TikToker and Investor Maggie Sellers Talks DTC Path to Success and What Brands Can Learn From Celebrities

TikToker and Investor Maggie Sellers Talks DTC Path to Success and What Brands Can Learn From Celebrities

TikToker and Investor Maggie Sellers Talks DTC Path to Success and What Brands Can Learn From Celebrities
TikToker and Investor Maggie Sellers Talks DTC Path to Success and What Brands Can Learn From Celebrities
Romana Hai

Romana Hai

Romana Hai

Romana Hai


It’s not just big brands and retailers that are seeing direct-to-consumer (DTC) as their path to riches, celebrities and influencers are also fast jumping on the bandwagon. 

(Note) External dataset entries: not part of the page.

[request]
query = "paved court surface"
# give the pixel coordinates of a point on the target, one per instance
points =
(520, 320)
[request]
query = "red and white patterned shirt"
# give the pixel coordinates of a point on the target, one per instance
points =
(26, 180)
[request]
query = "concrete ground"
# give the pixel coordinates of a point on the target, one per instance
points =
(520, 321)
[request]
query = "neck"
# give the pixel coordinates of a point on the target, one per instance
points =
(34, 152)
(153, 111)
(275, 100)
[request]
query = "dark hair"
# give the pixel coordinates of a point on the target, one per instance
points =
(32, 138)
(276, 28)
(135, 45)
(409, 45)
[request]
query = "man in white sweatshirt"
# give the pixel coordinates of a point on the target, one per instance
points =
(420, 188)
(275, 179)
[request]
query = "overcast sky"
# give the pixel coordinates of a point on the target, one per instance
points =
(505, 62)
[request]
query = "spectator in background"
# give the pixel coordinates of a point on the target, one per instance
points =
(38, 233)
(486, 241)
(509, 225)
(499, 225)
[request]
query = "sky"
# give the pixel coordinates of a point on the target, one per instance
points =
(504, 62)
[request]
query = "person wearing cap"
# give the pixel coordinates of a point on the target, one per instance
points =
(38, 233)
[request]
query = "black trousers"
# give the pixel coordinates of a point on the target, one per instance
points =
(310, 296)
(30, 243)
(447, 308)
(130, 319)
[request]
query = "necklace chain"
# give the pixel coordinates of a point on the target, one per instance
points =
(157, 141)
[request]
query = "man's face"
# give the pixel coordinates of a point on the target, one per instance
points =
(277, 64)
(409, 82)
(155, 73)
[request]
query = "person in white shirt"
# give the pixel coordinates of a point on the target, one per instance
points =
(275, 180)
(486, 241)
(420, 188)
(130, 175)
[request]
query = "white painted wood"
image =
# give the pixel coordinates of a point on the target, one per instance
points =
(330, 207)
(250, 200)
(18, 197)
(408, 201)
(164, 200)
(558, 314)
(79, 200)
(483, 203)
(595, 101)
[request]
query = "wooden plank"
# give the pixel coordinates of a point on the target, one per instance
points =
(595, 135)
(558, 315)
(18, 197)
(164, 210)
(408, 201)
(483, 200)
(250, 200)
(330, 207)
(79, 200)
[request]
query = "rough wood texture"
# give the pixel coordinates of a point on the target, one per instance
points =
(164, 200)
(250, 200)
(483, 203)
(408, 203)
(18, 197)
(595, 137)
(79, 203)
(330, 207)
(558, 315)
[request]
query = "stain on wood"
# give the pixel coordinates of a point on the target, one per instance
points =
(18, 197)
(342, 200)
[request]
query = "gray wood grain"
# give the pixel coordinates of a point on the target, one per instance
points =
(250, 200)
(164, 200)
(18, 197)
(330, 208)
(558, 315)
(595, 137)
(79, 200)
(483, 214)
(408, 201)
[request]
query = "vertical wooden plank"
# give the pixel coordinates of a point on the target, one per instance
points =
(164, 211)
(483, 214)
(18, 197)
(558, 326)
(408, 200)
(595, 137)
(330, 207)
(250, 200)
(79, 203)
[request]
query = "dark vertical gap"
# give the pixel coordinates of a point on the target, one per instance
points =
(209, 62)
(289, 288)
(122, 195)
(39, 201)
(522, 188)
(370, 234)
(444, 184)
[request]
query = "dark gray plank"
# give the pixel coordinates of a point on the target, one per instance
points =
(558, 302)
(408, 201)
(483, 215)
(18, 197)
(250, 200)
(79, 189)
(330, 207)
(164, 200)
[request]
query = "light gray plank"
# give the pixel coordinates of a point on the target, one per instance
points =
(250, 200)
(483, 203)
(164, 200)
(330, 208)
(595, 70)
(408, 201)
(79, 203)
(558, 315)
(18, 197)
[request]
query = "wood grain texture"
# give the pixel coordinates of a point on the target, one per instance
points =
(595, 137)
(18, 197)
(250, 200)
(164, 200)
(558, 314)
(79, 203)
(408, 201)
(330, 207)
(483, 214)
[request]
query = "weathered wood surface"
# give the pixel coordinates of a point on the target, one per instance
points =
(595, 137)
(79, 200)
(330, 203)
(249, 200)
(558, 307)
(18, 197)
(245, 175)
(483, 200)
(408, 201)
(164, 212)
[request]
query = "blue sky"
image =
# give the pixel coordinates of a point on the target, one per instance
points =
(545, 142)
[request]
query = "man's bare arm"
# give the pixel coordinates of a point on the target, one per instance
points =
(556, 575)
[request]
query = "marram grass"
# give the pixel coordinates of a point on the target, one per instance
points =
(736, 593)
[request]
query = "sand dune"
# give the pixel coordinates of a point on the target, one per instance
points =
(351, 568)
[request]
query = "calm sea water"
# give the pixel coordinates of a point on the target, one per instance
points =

From Kim Kardashian’s shapewear line SKIMS to George Clooney’s Casamigos Tequila to Emma Chamberlain’s Chamberlain Coffee, Hollywood A-listers and influencers alike are increasingly choosing to launch their own DTC businesses over licensing deals.

There are several key lessons to be learned from celebrities’ DTC playbook, said Maggie Sellers, a TikTok guru, who has become popular for her fun, approachable, and “sexy,” if you will, take on DTC trends that are shaking up the retail space. 

In a recent interview, we discussed all things DTC and the lessons brands and retailers can learn from celebrity/influencer-owned DTC brands.

Where celebrity brands began

Today, more celebrities and influencers are capitalizing on their social media following to launch their brands. And why not? Many of them have succeeded in turning their DTC brands into billion-dollar enterprises.

Take Kardashian, for example. She was officially recognized for her billion-dollar status by Forbes in April 2021, thanks to her two lucrative DTC business ventures, KKW Beauty (which has since been renamed SKKN) and SKIMS. Then there’s hip-hop billionaire Jay-Z, who co-founded Marcy Venture Partners, which invests in Black-owned DTC businesses such as Savage X Fenty by Rihanna.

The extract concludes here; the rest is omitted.